L’Orfeo, 1607
Claudio Monteverdi

Enregistré à Madrid en 2008 / DVD 2009

 

 

Mis à part une Didon et Enée décevante à l’Opéra-Comique en décembre 2008 où j’avais copieusement baillé, le travail de William Christie me captive. Il y a chez lui un enthousiasme, une audace, une joie évidente à diriger son ensemble, à proposer une musique, à relire des partitions d’époque souvent limitées dans leur notation pour nous offrir les plus belles couleurs qui soient. Vous connaissez beaucoup de chefs qui dirigent avec un sourire jusqu’aux oreilles et qui n’hésitent pas à aller danser sur scène en fin de spectacle avec toute la troupe (ceux qui ont vu et applaudi les Indes galantes en 2003 comprendront) ? Aucune emphase, aucune raideur, aucune dévotion coincée mais une hyper-sensibilité, un ressenti de la musique très personnel et reconnaissable même pour un sourd, un virtuose de la nuance.

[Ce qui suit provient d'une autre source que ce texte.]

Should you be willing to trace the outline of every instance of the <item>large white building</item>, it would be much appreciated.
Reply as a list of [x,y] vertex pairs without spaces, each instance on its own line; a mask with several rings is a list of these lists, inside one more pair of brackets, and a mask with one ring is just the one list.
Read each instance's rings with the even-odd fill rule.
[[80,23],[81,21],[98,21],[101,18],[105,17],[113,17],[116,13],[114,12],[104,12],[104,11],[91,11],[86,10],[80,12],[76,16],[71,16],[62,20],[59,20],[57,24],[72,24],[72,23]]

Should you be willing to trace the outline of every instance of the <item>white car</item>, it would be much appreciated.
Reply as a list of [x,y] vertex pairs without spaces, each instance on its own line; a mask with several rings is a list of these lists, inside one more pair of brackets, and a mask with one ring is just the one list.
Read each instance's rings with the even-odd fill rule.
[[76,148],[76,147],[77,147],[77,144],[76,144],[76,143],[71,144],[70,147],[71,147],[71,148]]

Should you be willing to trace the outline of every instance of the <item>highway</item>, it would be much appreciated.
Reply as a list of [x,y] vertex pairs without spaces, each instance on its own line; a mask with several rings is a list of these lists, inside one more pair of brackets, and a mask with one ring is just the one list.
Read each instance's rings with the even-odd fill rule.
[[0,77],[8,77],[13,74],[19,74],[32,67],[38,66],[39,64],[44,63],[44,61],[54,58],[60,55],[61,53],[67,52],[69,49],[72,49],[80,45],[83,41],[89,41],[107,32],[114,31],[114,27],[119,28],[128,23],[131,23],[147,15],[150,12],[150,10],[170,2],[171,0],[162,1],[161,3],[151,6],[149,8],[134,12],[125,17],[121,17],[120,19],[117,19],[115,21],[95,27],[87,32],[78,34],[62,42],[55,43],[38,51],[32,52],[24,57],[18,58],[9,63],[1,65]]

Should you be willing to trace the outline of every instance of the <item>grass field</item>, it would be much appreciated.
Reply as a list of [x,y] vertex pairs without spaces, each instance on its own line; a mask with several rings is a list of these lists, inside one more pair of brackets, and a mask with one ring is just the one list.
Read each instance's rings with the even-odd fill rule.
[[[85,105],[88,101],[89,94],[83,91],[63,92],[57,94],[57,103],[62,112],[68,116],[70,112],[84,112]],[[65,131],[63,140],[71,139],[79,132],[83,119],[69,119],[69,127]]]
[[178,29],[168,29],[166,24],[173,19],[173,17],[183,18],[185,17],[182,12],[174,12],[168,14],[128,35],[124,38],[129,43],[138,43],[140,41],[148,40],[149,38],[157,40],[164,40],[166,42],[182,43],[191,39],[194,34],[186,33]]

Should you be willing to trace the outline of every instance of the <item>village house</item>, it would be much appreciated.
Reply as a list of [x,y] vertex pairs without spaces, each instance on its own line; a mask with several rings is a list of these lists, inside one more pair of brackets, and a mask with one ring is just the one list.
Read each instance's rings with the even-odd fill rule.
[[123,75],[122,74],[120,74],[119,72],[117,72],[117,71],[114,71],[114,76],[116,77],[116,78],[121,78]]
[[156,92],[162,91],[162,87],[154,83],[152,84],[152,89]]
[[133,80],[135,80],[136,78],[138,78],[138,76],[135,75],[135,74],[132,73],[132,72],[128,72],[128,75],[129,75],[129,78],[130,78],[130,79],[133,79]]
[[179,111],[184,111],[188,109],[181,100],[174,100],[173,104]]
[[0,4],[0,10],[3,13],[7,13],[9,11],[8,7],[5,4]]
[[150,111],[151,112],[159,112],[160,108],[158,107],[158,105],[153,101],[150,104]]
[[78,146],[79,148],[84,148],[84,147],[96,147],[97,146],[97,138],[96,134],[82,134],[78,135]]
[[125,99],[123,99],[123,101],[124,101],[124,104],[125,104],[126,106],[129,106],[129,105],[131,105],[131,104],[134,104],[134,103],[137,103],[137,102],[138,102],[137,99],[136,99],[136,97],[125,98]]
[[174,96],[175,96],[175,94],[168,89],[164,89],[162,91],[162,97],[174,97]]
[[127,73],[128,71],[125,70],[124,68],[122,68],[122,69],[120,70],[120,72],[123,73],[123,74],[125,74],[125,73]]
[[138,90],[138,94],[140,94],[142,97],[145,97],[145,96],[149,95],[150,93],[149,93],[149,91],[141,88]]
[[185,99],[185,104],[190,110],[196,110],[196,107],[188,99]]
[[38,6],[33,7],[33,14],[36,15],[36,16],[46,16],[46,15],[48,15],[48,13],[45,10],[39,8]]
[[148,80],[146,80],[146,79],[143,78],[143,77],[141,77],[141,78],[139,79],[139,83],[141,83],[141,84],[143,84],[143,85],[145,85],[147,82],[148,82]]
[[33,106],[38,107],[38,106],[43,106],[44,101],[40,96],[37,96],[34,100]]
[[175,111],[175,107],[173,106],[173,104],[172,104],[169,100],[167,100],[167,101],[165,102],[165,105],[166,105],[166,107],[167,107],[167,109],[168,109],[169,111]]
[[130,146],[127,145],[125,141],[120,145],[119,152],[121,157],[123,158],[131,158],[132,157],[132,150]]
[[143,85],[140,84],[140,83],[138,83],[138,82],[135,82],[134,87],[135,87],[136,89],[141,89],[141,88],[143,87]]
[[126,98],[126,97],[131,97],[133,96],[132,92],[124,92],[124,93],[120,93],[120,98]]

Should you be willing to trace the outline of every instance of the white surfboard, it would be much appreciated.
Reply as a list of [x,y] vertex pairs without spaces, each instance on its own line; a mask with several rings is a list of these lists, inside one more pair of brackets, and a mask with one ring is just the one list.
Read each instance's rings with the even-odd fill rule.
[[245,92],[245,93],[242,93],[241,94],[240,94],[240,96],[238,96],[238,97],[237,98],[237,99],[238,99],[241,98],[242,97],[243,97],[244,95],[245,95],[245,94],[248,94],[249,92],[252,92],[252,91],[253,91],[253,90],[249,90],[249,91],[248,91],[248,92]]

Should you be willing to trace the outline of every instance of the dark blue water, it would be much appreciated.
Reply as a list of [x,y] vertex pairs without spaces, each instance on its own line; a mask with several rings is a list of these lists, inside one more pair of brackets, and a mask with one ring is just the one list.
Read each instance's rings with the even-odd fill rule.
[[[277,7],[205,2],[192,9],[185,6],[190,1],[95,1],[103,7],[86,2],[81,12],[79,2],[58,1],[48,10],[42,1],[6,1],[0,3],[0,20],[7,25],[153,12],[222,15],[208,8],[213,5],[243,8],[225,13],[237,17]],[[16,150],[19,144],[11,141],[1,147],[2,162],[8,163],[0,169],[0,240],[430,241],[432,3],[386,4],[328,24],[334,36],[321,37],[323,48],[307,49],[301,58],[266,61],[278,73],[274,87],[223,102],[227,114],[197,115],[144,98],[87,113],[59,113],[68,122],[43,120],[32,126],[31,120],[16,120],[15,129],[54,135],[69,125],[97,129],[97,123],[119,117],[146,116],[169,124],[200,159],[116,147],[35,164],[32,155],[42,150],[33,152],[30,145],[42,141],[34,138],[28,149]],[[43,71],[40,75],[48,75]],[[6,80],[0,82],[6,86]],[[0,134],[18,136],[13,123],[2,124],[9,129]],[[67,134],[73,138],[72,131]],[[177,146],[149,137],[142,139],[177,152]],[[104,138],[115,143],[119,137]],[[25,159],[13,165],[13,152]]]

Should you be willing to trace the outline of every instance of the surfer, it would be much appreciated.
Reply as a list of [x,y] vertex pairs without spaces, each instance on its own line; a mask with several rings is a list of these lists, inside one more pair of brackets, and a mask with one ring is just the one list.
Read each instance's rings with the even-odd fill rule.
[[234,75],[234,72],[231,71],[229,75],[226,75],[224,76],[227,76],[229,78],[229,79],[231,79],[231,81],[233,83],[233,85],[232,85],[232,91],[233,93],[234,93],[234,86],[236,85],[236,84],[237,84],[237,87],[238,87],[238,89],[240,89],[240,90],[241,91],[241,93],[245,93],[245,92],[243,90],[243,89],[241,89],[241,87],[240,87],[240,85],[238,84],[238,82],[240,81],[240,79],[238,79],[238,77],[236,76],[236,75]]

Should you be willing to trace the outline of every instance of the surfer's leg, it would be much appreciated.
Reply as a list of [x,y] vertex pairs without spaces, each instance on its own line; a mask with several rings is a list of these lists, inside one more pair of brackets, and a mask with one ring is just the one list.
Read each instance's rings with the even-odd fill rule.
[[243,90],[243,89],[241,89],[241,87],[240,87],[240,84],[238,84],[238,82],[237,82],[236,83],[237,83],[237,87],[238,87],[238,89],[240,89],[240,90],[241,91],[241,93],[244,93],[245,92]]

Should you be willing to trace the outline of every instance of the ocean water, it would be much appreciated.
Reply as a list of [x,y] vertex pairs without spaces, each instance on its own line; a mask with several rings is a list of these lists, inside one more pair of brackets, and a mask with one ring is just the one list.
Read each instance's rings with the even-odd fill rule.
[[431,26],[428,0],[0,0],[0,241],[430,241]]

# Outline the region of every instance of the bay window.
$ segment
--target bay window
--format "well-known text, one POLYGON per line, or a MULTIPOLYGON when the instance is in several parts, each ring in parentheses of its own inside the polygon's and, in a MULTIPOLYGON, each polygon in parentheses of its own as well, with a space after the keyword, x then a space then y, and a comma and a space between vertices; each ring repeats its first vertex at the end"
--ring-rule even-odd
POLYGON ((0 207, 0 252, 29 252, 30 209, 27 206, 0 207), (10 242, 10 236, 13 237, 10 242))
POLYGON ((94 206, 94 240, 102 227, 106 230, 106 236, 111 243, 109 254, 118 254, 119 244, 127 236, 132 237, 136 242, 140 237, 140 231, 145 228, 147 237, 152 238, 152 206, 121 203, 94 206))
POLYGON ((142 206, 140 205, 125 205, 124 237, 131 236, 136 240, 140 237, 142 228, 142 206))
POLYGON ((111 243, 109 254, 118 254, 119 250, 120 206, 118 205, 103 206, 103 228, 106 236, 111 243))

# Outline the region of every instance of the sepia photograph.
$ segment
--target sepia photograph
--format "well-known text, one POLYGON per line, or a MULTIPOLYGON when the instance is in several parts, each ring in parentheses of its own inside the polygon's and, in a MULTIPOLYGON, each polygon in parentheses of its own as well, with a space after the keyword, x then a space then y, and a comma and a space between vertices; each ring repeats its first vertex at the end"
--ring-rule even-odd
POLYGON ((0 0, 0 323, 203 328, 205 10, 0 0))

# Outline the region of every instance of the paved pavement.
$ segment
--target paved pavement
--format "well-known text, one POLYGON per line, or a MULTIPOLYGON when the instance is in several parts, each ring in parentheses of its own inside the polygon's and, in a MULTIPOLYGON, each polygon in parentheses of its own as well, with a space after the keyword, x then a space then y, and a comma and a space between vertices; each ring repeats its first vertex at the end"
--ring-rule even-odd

On retrouve tout cela dans cette version de l’Orfeo. Si j’ai un peu tendance à m’éterniser sur les mises en scène, ce spectacle donné à Madrid est d’abord une fête de la musique. Les Arts Florissants (ensemble et chœur) sont dans une forme sensationnelle : les musiciens ne sont pas enfouis dans un cul-de-basse-fosse mais élevés, à quelques marches du niveau de plateau ce qui leur donne un lead incontestable : les instruments s’expriment à tour de rôle, s’écoutent, se répondent (suavité des violons, délicatesse de la harpe et du théorbe), aussi agiles dans les madrigaux que dans les lamenti, enchaînant selon le livret raffinement, énergie, fulgurance, allégresse, puis drame, douleur, souffrance, enfin, bonheur et exultation. La tenue parfaite ne faiblit pas, à la fois implacable et souple. Après la version pétrifiée de révérence de Savall, ce dynamisme, ce bonheur communicatif enchantent.

Pier Luigi Pizzi fait mieux que Delfo (ce qui n’est pas une prouesse, vu d’où l’on partait) mais pêche encore par excès d’hommage (quelle est cette manie inutile de costumer les musiciens ?). J’attendais des choix plus baroques, plus audacieux, surtout dans les deux premiers actes, autre chose qu’un pseudo-palais ducal apparaissant au milieu du plateau pour un « théâtre dans le théâtre ». L’atmosphère très Renaissance (les costumes semblent sortir d’une toile de Véronèse) laisse place dans les III et IV à des tableaux de toute beauté (étonnement proches du symbolisme), plus modernes, dépouillés : Pizzi sort enfin de son musée pour plonger aux enfers. Le choc visuel est frappant, Orphée redevient un simple mortel sans attache historique en approchant Caron.

Le choix de Dietrich Henschel dans le rôle d’Orphée a fait couler de l’encre : ce baryton n’est pas un spécialiste de Monteverdi ni de la musique baroque (pas de Haendel au compteur, mais du Berg, du Korngold, du Mozart un peu, du Wagner beaucoup). C’est peu dire qu’il sidère. Sa voix un peu sèche, qui manque de souplesse pour chanter ce répertoire, apporte une vision totalement différente du personnage : rien de douceâtre, de rond, d’onctueux. Cet Orphée-là, efflanqué physiquement, ne cherche pas à émouvoir, à charmer, même dans ses plaintes : c’est un homme ardent, vif, nerveux, doté d’un orgueil sans limite qui aura raison de lui. Même s’il est vrai qu’il peine un tantinet dans le I, les vocalises redoutables du « Possente Spirto » dans le III sont assumées sans savonnage.